La curiosità la si vede bene nei bambini. Loro chiedono, fanno domande, tante. E non si accontentano mai della prima risposta, ne vogliono altre, chiedendo ancora e ancora. Questa è per me la curiosità: la capacità di chiedersi sempre il perché delle cose ma non una volta, tante volte, in modo da poter avere tante risposte diverse e vedere le cose da prospettive differenti.
La ricerca (intesa sia come ricerca scientifica ma anche come ricerca del “nuovo”, delle risposte a ciò che non si sa ancora) non potrebbe vivere senza curiosità. Ricordo una delle tante citazioni di Albert Einstein che diceva “non ho particolari talenti, sono soltanto appassionatamente curioso”. Certo, non possiamo confrontarci con lui, ma non c’è dubbio che la curiosità è il motore della ricerca e dell’innovazione, in ogni ambito e livello. Be curious!
Annamaria Muraro racconta il suo ruolo in Chiesi Farmaceutici
Sono in Chiesi da dodici anni, un tempo lungo (non ho mai passato così tanto tempo in un’azienda) che però è volato perché ho sempre affrontato sfide e progetti diversi che hanno mantenuto viva la mia curiosità. Ho sempre coordinato il team di Data Management e Statistica, area che fa parte del Global Clinical Development, ed è un ruolo che a distanza di anni continua ad appassionarmi.
Il contesto aziendale è in continua evoluzione con una crescente pipeline, alimentata sia dalla drug discovery interna, sia da realtà esterne in partnership. Chiesi è una realtà in forte crescita che continua ad innovare ed è in grado di competere con le Big Pharma, nonostante la differenza di scala, facendo leva sulle straordinarie eccellenze interne. Lavorare a questi livelli è a volte faticoso, ma rende il lavoro vario, dinamico, stimolante.

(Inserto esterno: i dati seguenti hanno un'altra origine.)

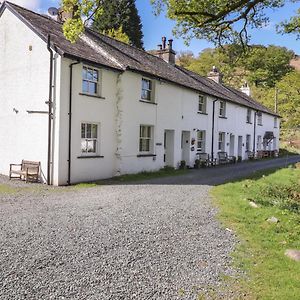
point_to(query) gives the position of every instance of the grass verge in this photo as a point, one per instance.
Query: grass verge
(270, 274)
(165, 172)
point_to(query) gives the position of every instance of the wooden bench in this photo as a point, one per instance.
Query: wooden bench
(223, 158)
(29, 170)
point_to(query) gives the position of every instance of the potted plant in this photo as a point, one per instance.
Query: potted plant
(182, 164)
(197, 164)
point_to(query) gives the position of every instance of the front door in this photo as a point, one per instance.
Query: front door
(231, 145)
(169, 148)
(240, 146)
(185, 146)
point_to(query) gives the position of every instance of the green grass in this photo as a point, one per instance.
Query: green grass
(270, 275)
(165, 172)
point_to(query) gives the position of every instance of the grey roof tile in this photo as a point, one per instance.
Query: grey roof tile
(105, 51)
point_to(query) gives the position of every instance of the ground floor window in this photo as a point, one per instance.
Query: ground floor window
(259, 142)
(146, 138)
(89, 138)
(248, 142)
(221, 142)
(201, 141)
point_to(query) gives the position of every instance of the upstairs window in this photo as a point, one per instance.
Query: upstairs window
(147, 90)
(202, 104)
(201, 141)
(249, 115)
(90, 81)
(221, 141)
(89, 138)
(222, 109)
(146, 138)
(259, 118)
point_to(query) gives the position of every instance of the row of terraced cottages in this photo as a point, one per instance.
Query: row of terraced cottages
(108, 108)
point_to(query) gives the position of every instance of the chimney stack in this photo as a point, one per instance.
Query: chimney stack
(215, 75)
(165, 51)
(246, 89)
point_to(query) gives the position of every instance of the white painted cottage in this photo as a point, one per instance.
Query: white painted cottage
(113, 109)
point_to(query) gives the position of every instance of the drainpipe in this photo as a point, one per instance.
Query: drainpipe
(213, 129)
(49, 102)
(70, 120)
(254, 133)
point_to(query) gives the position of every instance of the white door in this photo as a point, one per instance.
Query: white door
(185, 146)
(169, 148)
(240, 146)
(231, 145)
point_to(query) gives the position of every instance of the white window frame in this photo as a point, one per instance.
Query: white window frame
(146, 138)
(201, 141)
(259, 118)
(202, 104)
(93, 138)
(221, 141)
(222, 109)
(248, 143)
(249, 116)
(93, 81)
(259, 142)
(150, 90)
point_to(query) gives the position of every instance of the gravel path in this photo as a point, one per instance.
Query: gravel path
(158, 240)
(112, 242)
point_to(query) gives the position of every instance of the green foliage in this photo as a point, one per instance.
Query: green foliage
(269, 274)
(121, 14)
(115, 17)
(81, 11)
(222, 21)
(259, 66)
(117, 34)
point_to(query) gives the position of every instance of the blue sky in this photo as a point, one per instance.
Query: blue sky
(156, 27)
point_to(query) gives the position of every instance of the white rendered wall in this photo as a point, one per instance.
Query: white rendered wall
(23, 86)
(90, 110)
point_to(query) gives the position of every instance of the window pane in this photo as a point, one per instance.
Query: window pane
(91, 146)
(84, 73)
(88, 131)
(83, 131)
(89, 74)
(95, 75)
(92, 88)
(85, 86)
(149, 132)
(83, 146)
(94, 131)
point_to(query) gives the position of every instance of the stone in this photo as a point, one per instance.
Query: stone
(293, 254)
(272, 220)
(253, 204)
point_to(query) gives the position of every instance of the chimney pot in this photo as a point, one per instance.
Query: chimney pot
(164, 40)
(170, 44)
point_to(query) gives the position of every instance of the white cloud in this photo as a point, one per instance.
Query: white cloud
(30, 4)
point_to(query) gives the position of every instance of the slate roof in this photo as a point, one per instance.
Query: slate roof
(102, 50)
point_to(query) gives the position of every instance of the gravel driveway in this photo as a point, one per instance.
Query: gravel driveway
(147, 241)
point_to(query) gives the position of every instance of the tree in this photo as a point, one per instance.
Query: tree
(112, 13)
(260, 66)
(121, 13)
(117, 34)
(223, 21)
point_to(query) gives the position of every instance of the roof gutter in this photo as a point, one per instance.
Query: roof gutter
(213, 129)
(70, 121)
(50, 104)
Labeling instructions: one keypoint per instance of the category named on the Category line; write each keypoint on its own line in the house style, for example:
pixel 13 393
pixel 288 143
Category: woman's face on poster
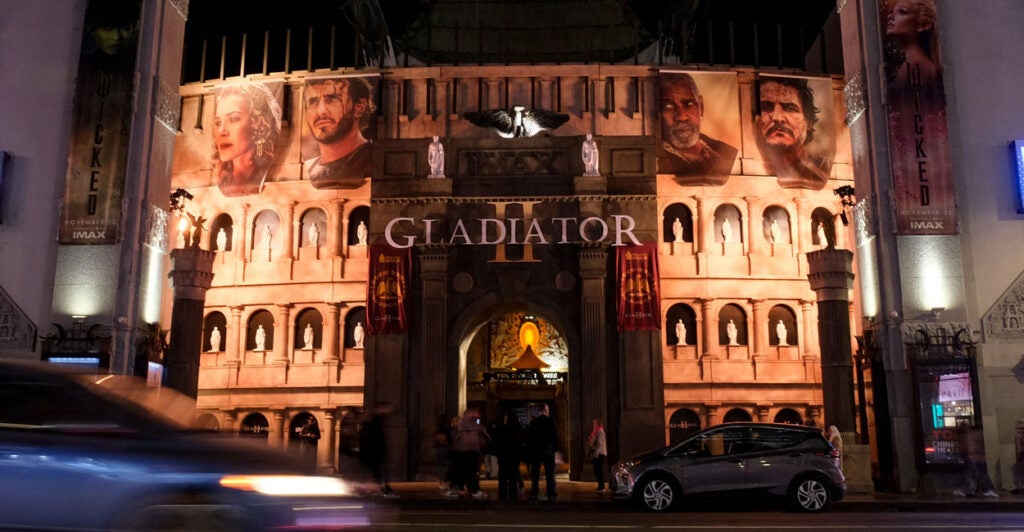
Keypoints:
pixel 232 127
pixel 902 20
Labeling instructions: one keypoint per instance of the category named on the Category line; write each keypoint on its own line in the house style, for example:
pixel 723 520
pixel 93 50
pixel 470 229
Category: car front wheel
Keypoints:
pixel 657 494
pixel 809 494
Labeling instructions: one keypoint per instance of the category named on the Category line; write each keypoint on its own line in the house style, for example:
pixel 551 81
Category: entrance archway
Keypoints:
pixel 512 358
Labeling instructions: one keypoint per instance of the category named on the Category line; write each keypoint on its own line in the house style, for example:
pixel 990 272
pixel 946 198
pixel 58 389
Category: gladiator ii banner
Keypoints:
pixel 387 290
pixel 639 307
pixel 101 124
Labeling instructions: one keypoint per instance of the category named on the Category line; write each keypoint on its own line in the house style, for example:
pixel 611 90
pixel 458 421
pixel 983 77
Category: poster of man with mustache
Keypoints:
pixel 795 130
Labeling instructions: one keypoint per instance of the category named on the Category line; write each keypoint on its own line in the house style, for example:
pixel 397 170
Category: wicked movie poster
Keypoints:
pixel 387 291
pixel 919 136
pixel 639 297
pixel 100 124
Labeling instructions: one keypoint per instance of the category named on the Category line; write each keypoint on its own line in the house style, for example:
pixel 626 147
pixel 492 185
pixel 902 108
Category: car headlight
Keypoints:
pixel 287 485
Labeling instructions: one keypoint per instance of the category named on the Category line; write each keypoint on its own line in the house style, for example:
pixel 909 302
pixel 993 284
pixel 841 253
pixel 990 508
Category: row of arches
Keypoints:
pixel 684 422
pixel 307 330
pixel 682 326
pixel 313 227
pixel 729 225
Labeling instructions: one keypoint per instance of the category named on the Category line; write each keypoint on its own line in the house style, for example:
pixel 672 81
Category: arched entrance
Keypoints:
pixel 514 358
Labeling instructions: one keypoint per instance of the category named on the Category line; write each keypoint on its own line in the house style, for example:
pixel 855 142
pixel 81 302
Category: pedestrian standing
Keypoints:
pixel 508 445
pixel 469 443
pixel 543 442
pixel 598 451
pixel 373 446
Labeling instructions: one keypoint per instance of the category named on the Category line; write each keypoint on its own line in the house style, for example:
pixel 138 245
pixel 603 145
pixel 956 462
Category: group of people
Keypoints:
pixel 462 443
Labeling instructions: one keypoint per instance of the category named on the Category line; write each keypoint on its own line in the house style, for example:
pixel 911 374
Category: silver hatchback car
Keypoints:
pixel 740 458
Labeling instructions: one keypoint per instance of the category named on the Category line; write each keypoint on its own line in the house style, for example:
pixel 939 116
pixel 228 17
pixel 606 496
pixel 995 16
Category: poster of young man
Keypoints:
pixel 339 116
pixel 245 131
pixel 795 129
pixel 101 124
pixel 698 112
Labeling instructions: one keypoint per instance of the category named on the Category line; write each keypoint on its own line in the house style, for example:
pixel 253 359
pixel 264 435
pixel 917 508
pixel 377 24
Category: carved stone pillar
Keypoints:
pixel 235 337
pixel 755 232
pixel 330 327
pixel 832 277
pixel 711 328
pixel 293 225
pixel 759 327
pixel 192 275
pixel 284 330
pixel 704 225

C’è poi un secondo motivo di interesse nel mio ruolo, di natura etica, vale a dire contribuire a sviluppare soluzioni terapeutiche con i pazienti e per i pazienti, le loro famiglie, i caregivers, implementando soluzioni innovative migliorando al contempo i trattamenti già esistenti e supportando i pazienti in tutto il loro percorso terapeutico. A questo aggiungo il fatto che Chiesi dal 2019 è una B Corp certificata e rappresenta un esempio per altre aziende del settore che stanno seguendo lo stesso percorso. È motivo di orgoglio per me e per moltissimi colleghi e collaboratori.
Ed infine per le persone: il nostro lavoro di ricerca è per definizione un lavoro di team, dove le diverse competenze si integrano e si arricchiscono a vicenda, in un ambito in forte evoluzione tecnologica dove è fondamentale inserire e coltivare giovani talenti. Dedico molte energie ed entusiasmo alla crescita del team, guidandolo sempre verso nuovi obiettivi, sviluppando il senso di appartenenza, coltivando una leadership collettiva. E questo è fonte di continuo stimolo per me stessa, per continuare a migliorarmi.